Teatro Olimpico
Vicenza
Teatro Olimpico, Vicenza
Piazza Giacomo Matteotti, 11,
36100 Vicenza VI, Italy
The Teatro Olimpico is one of the artistic wonders of Vicenza. During the Renaissance, a theater was not a building in itself, as it would later become, but a temporary arrangement of an outside space or an existing building; in Vicenza, these spaces were courtyards of palaces or the hall of the Palazzo della Ragione.
In 1580, at the age of 72, Palladio was commissioned to design a permanent theater by the Accademia Olimpica, the cultural group he belonged to himself. The design is clearly inspired by the Roman theaters, as described by Vitruvius: an elliptical terraced auditorium, framed by a colonnade, with a frieze topped by statues. In front of it is the rectangular stage and a majestic proscenium with two orders of architecture, opened by three arcades and divided by half-columns inside which we find aedicules and niches with statues and panels with bas-reliefs.
Critics call the work “manneristic” because of the intense light and shade effect, which is also intensified by a series of other optic solutions the architect used thanks to his experience: the progressive diminishing of the fronts with height is visually compensated with the protruding statues; he plays with overhangs and niches to increase the sense of depth.

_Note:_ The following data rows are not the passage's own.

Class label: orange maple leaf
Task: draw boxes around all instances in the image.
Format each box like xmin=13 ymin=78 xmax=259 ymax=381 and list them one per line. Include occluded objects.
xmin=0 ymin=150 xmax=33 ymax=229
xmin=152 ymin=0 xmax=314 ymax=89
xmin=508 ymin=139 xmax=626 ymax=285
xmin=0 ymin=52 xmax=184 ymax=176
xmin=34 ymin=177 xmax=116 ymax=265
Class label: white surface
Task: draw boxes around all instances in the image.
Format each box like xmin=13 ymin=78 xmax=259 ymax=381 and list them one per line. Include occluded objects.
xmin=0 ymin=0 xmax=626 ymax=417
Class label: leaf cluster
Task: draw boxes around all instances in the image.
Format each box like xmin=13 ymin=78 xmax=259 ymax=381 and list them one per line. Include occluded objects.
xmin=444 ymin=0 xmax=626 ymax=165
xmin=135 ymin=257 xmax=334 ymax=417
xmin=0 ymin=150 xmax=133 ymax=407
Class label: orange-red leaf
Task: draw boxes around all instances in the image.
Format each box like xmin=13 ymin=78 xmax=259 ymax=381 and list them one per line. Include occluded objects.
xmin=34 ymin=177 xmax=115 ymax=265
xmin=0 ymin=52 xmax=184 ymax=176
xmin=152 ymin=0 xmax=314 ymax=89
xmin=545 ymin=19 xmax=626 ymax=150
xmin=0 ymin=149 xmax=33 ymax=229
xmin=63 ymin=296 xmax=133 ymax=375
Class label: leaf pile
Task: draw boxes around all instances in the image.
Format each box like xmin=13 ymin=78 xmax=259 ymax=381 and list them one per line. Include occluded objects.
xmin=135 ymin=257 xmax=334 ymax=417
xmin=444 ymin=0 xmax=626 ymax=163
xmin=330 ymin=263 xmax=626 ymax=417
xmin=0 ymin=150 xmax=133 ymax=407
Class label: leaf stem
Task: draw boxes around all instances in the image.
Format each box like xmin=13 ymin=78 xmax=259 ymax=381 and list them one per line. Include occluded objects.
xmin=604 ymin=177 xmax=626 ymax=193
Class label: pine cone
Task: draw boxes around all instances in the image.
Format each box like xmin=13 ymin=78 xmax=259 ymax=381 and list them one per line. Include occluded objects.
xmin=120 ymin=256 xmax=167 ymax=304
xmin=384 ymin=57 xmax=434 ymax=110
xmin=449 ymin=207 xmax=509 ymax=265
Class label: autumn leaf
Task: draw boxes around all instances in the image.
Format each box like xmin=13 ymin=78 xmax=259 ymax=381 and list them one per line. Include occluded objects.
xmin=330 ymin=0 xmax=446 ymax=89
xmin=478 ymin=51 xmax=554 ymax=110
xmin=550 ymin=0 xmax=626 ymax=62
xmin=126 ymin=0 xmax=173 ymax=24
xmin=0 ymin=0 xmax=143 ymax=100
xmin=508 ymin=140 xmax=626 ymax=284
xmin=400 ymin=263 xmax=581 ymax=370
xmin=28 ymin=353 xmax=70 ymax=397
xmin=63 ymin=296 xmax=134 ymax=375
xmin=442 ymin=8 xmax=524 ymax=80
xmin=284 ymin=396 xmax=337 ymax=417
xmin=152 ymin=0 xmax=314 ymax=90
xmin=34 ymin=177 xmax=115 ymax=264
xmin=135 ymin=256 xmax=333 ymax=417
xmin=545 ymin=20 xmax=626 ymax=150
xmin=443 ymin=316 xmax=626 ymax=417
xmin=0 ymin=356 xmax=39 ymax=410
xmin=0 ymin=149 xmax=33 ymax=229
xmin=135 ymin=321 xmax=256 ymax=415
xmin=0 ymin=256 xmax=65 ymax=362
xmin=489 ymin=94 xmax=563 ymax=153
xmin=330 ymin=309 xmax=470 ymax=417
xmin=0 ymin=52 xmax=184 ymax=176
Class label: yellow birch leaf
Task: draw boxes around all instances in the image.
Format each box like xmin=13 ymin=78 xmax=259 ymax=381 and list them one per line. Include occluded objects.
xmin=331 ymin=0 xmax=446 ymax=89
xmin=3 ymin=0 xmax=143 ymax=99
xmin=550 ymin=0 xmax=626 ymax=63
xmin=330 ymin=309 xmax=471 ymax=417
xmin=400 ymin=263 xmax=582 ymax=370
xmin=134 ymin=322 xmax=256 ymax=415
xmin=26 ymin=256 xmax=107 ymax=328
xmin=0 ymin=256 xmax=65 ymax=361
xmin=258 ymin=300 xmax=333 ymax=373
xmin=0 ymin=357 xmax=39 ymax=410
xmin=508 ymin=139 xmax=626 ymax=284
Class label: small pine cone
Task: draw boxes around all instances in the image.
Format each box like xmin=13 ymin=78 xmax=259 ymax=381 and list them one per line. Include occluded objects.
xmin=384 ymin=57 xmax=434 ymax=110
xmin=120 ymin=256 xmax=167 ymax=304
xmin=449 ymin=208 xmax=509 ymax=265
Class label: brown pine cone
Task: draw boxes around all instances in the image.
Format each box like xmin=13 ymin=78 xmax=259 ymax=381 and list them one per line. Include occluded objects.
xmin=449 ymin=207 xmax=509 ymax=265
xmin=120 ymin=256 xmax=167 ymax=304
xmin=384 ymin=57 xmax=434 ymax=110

Palladio’s design was made a few months before his death and he would not see the result; his son Silla oversaw the works and handed the theater over to the town in 1583. The first performance on Carnival 1585 was memorable; its subject was a Greek tragedy, Oedipus the King by Sophocles, and the stage design reproduces the seven streets of the city of Thebes, which can be seen in the five openings of the proscenium through a clever game of perspectives. The creator of this little wonder inside the wonder is Vincenzo Scamozzi. The effect was so impressive that the wooden structures became a stable part of the theater. Scamozzi was also asked to create accessory spaces: the “Odeo”, the hall where the meetings of the Accademia took place, and the “Antiodeo”, decorated with monochrome panels by the fine Vicenza painter Francesco Maffei.
The fame of the new theater spread first to Venice and then all over Italy, rousing admiration of all those who saw the humanist dream of the reborn classic art come true. Afterwards, in spite such an exiting start, the theater’s activity was interrupted by the censorship under the counter-reformation, and it became a simple place of representation: Pope Pius VI was received there in 1782, as well as the emperor Franz I of Austria in 1816 and his heir Ferdinand I in 1838.
In mid-19th century there were occasionally classical representations, but it was not until after World War II, with the threat of the bombings gone, that they started again, in a theater which has no equals in the world.